Taki Taki

High life | 16 October 2010

Taki lives the High Life

issue 16 October 2010

My first copy of The Great Gatsby cost me $2. It was the year 1953, the cover was dark blue with city lights in the background, and a pair of mournful green eyes looking at nothing in particular. I had just finished Tender Is the Night, so I took Gatsby home in exhilaration, not unlike going home with the girl of your dreams — well, almost. I was not to be disappointed. Although I never related to Gatsby the way I did to Dick Diver — Jay reminded me of a couple of men I had met in my 15 years of life, whereas Dick was someone tragic whom I aspired to — it was the most glamorous of novels. It was lyrical as well as brutal, and like all Scott’s novels magical, mystical and full of romance. Here’s the narrator Nick Carraway: ‘There was something gorgeous about him, some heightened sensitivity to the promises of life…It was an extraordinary gift for hope, a romantic readiness such as I have never found in any other person and it is not likely I shall ever find again.’

The story of Jay Gatsby, who came so mysteriously to West Egg, of his sumptuous entertainments and of his obsessive love for Daisy Buchanan is well known. Three films have been made, among which the second, with Alan Ladd playing Gatsby, is by far the best. The last and most expensive one had a ludicrous Robert Redford trying to play a cool Jay, and an ever so flighty Mia Farrow as Daisy. During the planning of the movie, the producer Robert Evans had told me that they were trying to get Truman Capote to write the screenplay. I knew Evans from way back, when his name was Shapiro. He is still with us and he’s OK, but very Hollywood. (His late brother Charles was a friend.) I had heard rumours about Capote’s drug-taking and inability to deliver and said so. ‘Well, who do you think we should get, you?’ said Evans dismissively.

Francis Ford Coppola wrote it and very surprisingly for such a good writer messed it up. Looking cool and calling everyone a sport was not what Gatsby was about, and nor was the hero symbolised by having a hell of a lot of new shirts and beautiful clothes. That was Shapiro’s view, or rather Evans’s. Many have called The Great Gatsby the best American novel ever written. Something to do with the way it’s structured. I don’t know how one measures such things, but good books to me are like beautiful women: you can’t compare them. I loved Gatsby and have read it two or three times. Tender I have read more than five times. (A Moveable Feast almost annually.) When people ask me why I refuse to expand my horizons, I answer the same way Paul Newman once did about women: ‘Why eat hamburgers out when you have steak at home.’

Fitzgerald obviously based all his heroines on Zelda, this apparition who was the love of his life as well as his ruin.

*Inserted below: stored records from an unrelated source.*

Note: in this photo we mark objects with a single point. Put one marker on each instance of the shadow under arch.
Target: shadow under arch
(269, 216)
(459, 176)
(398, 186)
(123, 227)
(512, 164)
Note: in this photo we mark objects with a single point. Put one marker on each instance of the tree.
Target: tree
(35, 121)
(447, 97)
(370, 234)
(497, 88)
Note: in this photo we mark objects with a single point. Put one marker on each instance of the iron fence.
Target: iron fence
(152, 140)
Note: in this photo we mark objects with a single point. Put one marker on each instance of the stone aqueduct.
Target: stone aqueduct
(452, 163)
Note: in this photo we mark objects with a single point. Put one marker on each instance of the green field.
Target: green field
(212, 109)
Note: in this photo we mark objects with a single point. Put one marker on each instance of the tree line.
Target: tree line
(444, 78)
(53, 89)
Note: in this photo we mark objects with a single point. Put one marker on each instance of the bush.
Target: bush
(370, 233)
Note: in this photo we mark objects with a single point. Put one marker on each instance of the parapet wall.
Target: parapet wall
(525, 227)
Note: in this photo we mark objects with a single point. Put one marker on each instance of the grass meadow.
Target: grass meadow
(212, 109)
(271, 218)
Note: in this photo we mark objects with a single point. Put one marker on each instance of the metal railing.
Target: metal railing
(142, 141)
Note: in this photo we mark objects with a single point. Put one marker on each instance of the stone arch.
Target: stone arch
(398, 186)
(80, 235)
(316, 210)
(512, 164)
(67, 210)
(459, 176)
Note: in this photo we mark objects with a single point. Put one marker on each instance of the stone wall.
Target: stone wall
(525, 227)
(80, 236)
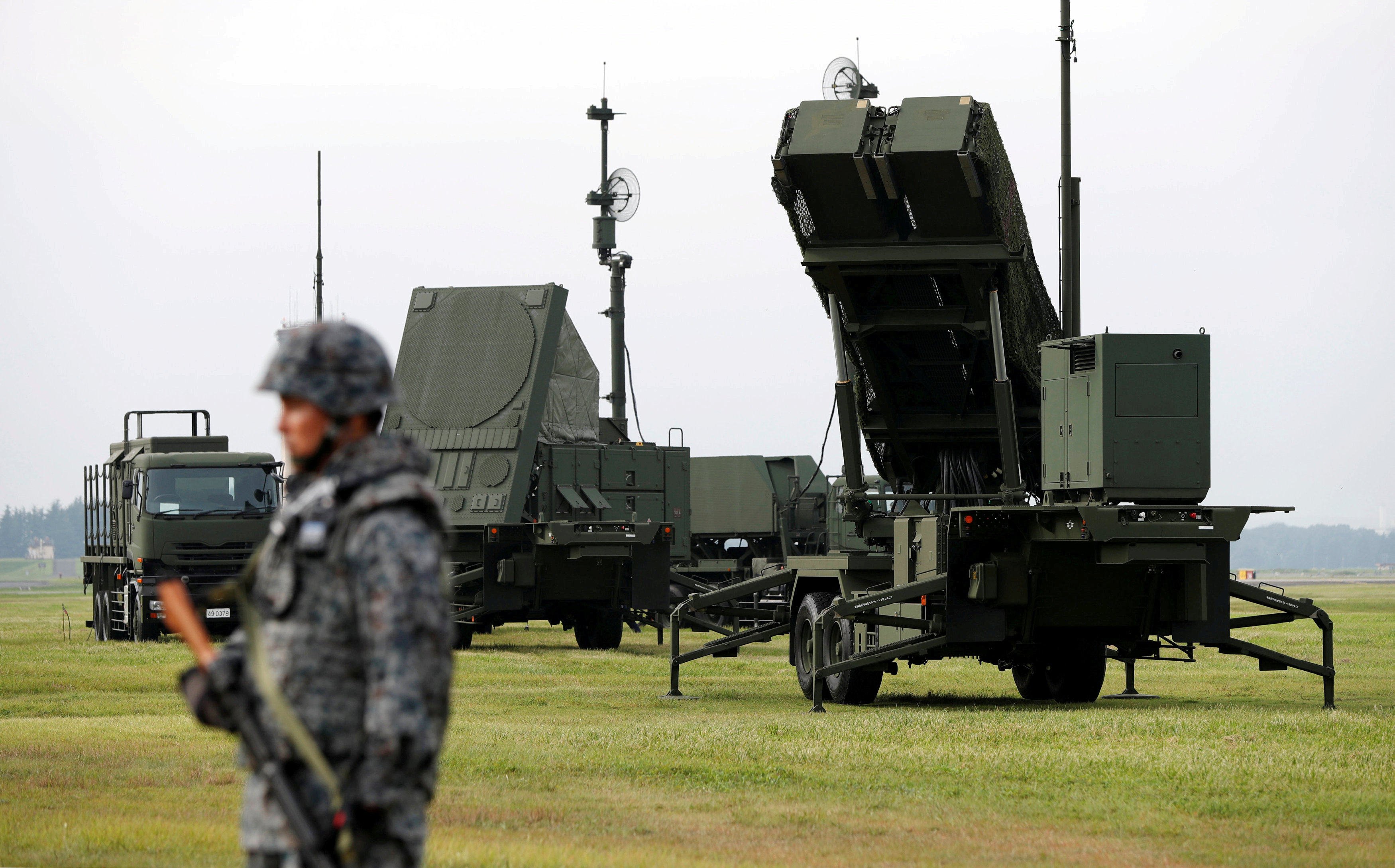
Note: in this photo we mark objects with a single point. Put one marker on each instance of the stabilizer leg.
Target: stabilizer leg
(1130, 693)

Here’s Ring Lardner, a great writer of the Twenties, sending Zelda a rhyme he wrote while sitting across from her at a dinner table. ‘Of all the girls for whom I care, /And there are quite a number, /None can compare with Zelda Sayre, /Now wedded to a plumber.’ Scott laughed when he saw the note but didn’t like it a bit. Some plumber. The reason I bring all this up is that The Great Gatsby is back on Broadway — actually, it debuts at the Public Theatre this month. Not a single word from the novel has been changed, and all 49,000 words are included. They are read out by the main characters exactly the way they appeared in the novel. There are no flapper gowns, no long cigarette-holders, no bobbed hair. The play starts like the book: ‘In my younger and more vulnerable years my father gave me some advice that I’ve been turning over in my mind ever since.’ It’s called Gatz, Gatsby’s original name in the novel. This is not the first time the novel has been staged. Back in 1926 it ran for four months on Broadway, directed by George Cukor, with very good notices. Fitzgerald needed the money and it came in handy, despite some infelicities, such as murdering Gatsby in his library and without Nick Carraway’s disillusionment at the lack of mourners at Gatsby’s funeral.

Never mind. Hollywood types see Fitzgerald’s gem as emerald lawns, silk shirts, golden sunlight and great mansions by the sea. That’s what drew me in at the start. I had been on the Riviera aged 14, had read Tender Is the Night, and then came upon the American Riviera in West Egg. I was shut away in boarding school, but lived at the Sherry Netherlands on 5th Avenue across from the Plaza Hotel when home from school. I could imagine Daisy and Jordan and Jay across the street from me better than anyone. And still can. Writing, you see, does not exist without a consenting reader. And no two readers are alike. I knew Jay better than anyone, except that I knew Dick Diver better.

It all seems so long ago now. When I first read about Fitzgerald’s tragic life, his work had just begun to be appreciated again. He reached superstardom during the Sixties and Seventies and is still selling well. He died broke and forgotten before he was 45. Zelda died in a fire while institutionalised.